Книга: Труды и дни мистера Норриса
Назад: Глава четвертая
Дальше: Глава шестая

Глава пятая

Ближе к концу августа Артур уехал из Берлина. Обстоятельства его отъезда были окутаны атмосферой тайны; он даже и словом не обмолвился, что вообще куда-то собирается. Я дважды звонил к нему на квартиру, когда был уверен, что Шмидта там наверняка нет. Герману, повару, только-то и было известно, что хозяин уехал на неопределенный срок. Во второй раз я спросил, куда же он все-таки уехал, и ответ был — в Лондон. Я начал беспокоиться, что в Германию Артур больше не вернется. Надо полагать, у него были для этого достаточно веские основания.
Но вот однажды, на второй неделе сентября, раздался телефонный звонок. На проводе был Артур собственной персоной:
— Это вы, мой мальчик? А я как раз вернулся — наконец-то! Мне столько всего нужно вам рассказать. Только прошу вас, не говорите, что сегодняшний вечер у вас занят. Не занят? Тогда не могли бы вы зайти ко мне в районе половины седьмого? Мне кажется, я имею полное право добавить, что у меня для вас припасен маленький сюрприз. Нет-нет, ни слова больше. Приходите и сами все увидите. Au revoir.

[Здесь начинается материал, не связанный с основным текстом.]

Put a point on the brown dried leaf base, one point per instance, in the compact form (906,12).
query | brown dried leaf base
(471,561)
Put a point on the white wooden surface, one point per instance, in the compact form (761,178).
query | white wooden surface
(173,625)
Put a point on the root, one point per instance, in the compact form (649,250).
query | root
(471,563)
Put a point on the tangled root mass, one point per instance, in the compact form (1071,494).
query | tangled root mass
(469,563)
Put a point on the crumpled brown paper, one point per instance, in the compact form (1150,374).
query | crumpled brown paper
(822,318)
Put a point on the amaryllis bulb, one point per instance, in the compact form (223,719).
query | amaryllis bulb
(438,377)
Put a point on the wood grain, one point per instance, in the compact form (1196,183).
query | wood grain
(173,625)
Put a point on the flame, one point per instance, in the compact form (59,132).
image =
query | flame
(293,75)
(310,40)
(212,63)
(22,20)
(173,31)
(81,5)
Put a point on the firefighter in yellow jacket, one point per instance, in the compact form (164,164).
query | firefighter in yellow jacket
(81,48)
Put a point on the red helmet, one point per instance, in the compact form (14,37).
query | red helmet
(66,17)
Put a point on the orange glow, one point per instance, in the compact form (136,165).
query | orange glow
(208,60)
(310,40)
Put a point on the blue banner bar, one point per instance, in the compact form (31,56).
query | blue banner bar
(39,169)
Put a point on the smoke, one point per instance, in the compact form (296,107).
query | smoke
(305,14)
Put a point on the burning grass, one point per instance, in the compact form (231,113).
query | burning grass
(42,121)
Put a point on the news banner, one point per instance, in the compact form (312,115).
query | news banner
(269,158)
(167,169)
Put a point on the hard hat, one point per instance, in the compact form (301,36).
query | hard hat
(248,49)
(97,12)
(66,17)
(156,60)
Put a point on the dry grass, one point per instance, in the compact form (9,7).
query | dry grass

Когда я добрался до его квартиры, Артур был в прекраснейшем из настроений:
— Дорогой мой Уильям, если бы вы только знали, какое счастье снова вас видеть! Как вы тут без меня обретались? Ни с кем не побратались?
Артур хихикнул, почесал подбородок и быстрым беспокойным взглядом пробежался по комнате, как будто был не вполне уверен, что мебель по-прежнему стоит на своих местах.
— Как там Лондон? — спросил я. Что бы он там ни говорил по телефону, пускаться в откровения Артур был, видимо, не слишком склонен.
— Лондон? — озадаченно переспросил он. — Ах да. Лондон… Если уж начистоту, Уильям, то не был я ни в каком Лондоне. Я был в Париже. Просто в настоящий момент было бы желательно, чтобы некоторые здешние персоны имели не слишком ясное представление о том, куда я ездил.
Он выдержал паузу, а потом с многозначительным видом добавил:
— Мне кажется, вам, как своему ближайшему и весьма доверенному другу, я могу сообщить, что этот мой визит некоторым образом имел отношение к здешней коммунистической партии.
— Вы хотите сказать, что сделались коммунистом?
— Во всем, кроме самого этого названия, Уильям. Во всем, кроме названия. — Он немного помолчал, наслаждаясь произведенным эффектом. — Более того, я пригласил вас сюда, чтобы сегодня же вечером вы стали свидетелем того, что я назвал бы моим Confessio Fidei. Через час я должен выступить на митинге протеста против эксплуатации китайского крестьянства. Надеюсь, вы окажете мне честь своим присутствием?
— О чем речь!
Митинг должен был состояться в Нойкёльне. Артур настоял на том, чтобы мы всю дорогу проделали на такси. Он был настроен на широкие жесты.
— У меня такое чувство, — заметил он, — что я буду вспоминать об этом вечере как о поворотном пункте всей моей карьеры.
Он откровенно нервничал и всю дорогу вертел в руках пачку исписанных листов. Время от времени он бросал за окошко такси тоскливые взгляды, словно готов был вот-вот попросить водителя остановиться.
— Сдается мне, в вашей карьере было изрядное множество поворотных пунктов, — сказал я, чтобы хоть как-то его отвлечь.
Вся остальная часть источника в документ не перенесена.